Andy Gregory17 January 2021 10:50
Scottish fishermen eviscerate Boris Johnson’s ‘desperately poor’ Brexit deal in angry letter
Our business correspondent Ben Chapman has more on the outcry from the fishing industry over Boris Johnson’s “desperately poor” Brexit deal, which Dominic Raab insisted is “great” for fishermen.
With losses mounting by the day and many businesses fearing for their survival, the industry’s trade body has written a scathing letter to the prime minister.

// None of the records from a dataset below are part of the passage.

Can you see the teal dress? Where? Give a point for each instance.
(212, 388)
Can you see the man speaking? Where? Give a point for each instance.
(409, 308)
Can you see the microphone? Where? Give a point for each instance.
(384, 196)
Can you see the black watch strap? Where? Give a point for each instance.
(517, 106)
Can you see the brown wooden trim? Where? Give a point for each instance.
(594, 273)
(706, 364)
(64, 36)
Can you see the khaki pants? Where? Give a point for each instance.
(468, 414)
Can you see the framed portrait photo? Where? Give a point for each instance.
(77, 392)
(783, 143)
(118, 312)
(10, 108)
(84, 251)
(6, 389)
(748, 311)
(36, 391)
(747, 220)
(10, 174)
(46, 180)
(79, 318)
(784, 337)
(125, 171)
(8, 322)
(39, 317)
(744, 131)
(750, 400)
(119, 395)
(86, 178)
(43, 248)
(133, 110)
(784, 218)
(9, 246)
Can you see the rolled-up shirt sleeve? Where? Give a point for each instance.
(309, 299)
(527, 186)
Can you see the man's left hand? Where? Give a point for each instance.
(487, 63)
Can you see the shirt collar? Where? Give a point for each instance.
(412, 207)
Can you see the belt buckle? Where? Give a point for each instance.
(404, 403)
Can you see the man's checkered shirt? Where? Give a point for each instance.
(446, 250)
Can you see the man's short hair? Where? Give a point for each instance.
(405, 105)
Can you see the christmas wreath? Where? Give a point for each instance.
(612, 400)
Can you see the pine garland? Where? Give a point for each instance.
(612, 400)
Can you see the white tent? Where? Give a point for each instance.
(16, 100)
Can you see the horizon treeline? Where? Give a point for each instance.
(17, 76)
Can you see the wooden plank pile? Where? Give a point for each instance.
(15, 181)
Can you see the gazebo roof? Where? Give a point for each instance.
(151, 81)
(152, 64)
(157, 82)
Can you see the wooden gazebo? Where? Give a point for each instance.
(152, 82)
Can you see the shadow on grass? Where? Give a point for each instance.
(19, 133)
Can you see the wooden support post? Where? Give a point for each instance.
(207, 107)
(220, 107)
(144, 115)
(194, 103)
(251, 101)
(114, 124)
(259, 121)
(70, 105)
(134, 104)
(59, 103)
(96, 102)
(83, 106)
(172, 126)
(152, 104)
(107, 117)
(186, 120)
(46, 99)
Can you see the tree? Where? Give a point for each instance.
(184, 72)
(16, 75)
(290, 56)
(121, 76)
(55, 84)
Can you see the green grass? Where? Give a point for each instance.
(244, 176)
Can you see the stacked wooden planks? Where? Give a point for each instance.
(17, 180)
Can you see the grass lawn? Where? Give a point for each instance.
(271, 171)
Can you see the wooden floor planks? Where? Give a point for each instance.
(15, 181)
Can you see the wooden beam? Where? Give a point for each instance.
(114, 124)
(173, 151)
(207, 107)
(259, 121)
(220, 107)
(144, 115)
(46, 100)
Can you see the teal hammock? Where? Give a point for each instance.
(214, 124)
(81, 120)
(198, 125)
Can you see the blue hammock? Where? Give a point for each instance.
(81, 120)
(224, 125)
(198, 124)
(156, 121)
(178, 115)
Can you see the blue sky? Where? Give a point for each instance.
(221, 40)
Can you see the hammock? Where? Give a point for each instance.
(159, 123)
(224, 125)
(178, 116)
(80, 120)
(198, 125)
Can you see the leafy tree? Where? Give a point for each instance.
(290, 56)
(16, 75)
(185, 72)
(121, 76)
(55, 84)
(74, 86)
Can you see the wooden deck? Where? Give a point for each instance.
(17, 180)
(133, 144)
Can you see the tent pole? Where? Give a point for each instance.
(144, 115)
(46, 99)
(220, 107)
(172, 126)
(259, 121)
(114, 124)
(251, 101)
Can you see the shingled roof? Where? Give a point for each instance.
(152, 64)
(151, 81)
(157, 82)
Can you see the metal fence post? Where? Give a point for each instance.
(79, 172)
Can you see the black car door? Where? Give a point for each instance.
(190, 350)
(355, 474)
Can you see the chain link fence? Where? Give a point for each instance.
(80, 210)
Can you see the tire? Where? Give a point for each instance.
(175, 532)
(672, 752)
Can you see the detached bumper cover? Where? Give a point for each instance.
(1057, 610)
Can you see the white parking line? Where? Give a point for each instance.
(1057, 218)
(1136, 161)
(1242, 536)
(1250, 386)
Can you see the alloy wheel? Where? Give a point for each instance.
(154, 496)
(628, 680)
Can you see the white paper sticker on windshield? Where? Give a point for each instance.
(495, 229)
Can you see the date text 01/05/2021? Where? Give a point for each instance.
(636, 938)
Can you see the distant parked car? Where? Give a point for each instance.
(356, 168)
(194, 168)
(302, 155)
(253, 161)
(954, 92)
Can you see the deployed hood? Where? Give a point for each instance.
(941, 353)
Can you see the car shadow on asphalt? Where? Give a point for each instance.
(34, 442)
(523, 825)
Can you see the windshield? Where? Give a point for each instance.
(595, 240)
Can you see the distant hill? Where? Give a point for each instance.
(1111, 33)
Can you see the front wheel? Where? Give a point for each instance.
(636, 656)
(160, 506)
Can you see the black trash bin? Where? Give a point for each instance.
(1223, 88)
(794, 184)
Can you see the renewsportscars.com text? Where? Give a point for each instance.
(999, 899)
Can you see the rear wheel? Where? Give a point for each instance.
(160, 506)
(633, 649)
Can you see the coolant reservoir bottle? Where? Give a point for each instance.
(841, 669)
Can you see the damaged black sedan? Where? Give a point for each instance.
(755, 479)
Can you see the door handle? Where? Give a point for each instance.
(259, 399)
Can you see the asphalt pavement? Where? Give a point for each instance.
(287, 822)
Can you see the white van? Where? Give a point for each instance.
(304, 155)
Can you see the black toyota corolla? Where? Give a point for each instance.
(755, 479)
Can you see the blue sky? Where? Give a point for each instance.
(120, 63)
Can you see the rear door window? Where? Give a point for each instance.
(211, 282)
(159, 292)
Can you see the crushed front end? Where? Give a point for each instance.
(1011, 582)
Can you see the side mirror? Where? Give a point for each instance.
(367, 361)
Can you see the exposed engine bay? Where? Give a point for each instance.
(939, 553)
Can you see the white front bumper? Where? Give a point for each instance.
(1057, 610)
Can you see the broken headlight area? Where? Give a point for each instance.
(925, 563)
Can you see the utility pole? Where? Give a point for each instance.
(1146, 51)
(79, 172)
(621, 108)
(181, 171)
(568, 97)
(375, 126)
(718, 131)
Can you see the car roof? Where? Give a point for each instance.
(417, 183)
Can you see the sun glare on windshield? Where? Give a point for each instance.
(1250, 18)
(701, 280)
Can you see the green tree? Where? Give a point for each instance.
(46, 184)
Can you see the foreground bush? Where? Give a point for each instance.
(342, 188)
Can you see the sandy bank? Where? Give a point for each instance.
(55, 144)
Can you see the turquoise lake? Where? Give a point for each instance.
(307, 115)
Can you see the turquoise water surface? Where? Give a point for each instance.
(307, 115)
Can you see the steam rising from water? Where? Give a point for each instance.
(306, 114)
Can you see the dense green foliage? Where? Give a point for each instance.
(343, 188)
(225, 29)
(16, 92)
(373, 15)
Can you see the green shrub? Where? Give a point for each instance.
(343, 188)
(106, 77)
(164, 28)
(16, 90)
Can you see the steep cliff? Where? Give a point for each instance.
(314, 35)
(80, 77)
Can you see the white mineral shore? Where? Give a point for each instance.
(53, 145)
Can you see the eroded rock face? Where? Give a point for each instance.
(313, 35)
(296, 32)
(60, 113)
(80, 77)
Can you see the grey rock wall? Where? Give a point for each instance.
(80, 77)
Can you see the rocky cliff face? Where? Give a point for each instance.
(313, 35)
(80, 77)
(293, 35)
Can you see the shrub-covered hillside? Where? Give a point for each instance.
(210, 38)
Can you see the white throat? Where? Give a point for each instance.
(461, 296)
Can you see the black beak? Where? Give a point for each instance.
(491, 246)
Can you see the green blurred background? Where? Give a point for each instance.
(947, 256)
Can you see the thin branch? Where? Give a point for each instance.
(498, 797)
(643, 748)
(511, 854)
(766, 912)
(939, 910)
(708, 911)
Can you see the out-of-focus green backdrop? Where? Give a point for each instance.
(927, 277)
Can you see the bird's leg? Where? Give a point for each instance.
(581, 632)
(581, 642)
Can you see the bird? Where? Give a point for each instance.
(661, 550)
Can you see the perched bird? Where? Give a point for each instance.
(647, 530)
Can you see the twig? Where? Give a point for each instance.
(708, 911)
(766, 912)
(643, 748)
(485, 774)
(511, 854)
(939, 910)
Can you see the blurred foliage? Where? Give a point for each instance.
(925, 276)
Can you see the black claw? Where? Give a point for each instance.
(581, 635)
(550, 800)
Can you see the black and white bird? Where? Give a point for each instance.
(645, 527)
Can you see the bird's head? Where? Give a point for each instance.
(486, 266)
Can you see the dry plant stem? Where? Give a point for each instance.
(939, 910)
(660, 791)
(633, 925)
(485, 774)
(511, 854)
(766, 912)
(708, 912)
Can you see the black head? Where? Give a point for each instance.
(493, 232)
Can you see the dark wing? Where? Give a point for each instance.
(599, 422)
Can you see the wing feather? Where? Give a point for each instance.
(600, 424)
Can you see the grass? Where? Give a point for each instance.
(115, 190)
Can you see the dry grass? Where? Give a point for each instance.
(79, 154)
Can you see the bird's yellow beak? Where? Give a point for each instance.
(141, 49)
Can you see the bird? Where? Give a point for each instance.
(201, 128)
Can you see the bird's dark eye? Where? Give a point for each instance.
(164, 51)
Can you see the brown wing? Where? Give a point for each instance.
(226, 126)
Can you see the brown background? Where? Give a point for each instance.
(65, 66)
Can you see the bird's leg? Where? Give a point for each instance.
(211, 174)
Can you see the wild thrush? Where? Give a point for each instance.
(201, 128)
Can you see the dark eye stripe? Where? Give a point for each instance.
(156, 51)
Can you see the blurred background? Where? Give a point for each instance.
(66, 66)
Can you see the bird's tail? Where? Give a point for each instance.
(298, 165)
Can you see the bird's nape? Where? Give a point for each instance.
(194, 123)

Scottish Fishermen’s Federation chief executive Elspeth Macdonald accused Mr Johnson of misleading the public about the agreement and giving the industry “the worst of both worlds”, writing: “You and your government have spun a line about a 25 per cent uplift in quota for the UK, but you know this is not true, and your deal does not deliver that.”
Andy Gregory17 January 2021 10:36
Government has secured ‘great deal for the fishing industry’, Raab insists
Charged with “comprehensively betraying” the Scottish fishing industry by the BBC’s Andrew Marr, Dominic Raab said: “I don’t accept that.
“I think this is a great deal for the fishing industry, both short-term and long-term. We get control over our fisheries back, full control as an independent coastal state. There’s an immediate 15 per cent uplift in terms of our access to fisheries for the UK sector in the first year. That rises to two thirds in the five-year transition period, then we have annual negotiations.
“And of course, the fishing industry is going to want to increase its capacity to take advantage of those increased stocks, and that’s why we’re putting in £100m to shore up, to strengthen the fishing industry right across the whole of the UK to make sure that this really important opportunity of leaving the EU can be properly grasped.”
And pressured on the fact that the Scottish fishing industry is “drowning under red tape”, with generations-old firms facing collapse in a matter of days as a result of the deal, Mr Raab said: “I’m not convinced that that’s the result of the agreement.
“The agreement we have struck … will create huge sustainable opportunities. Of course we’ve always said as we leave the transition period and with a deal, and even more if we haven’t had a deal, there will be some teething problems.”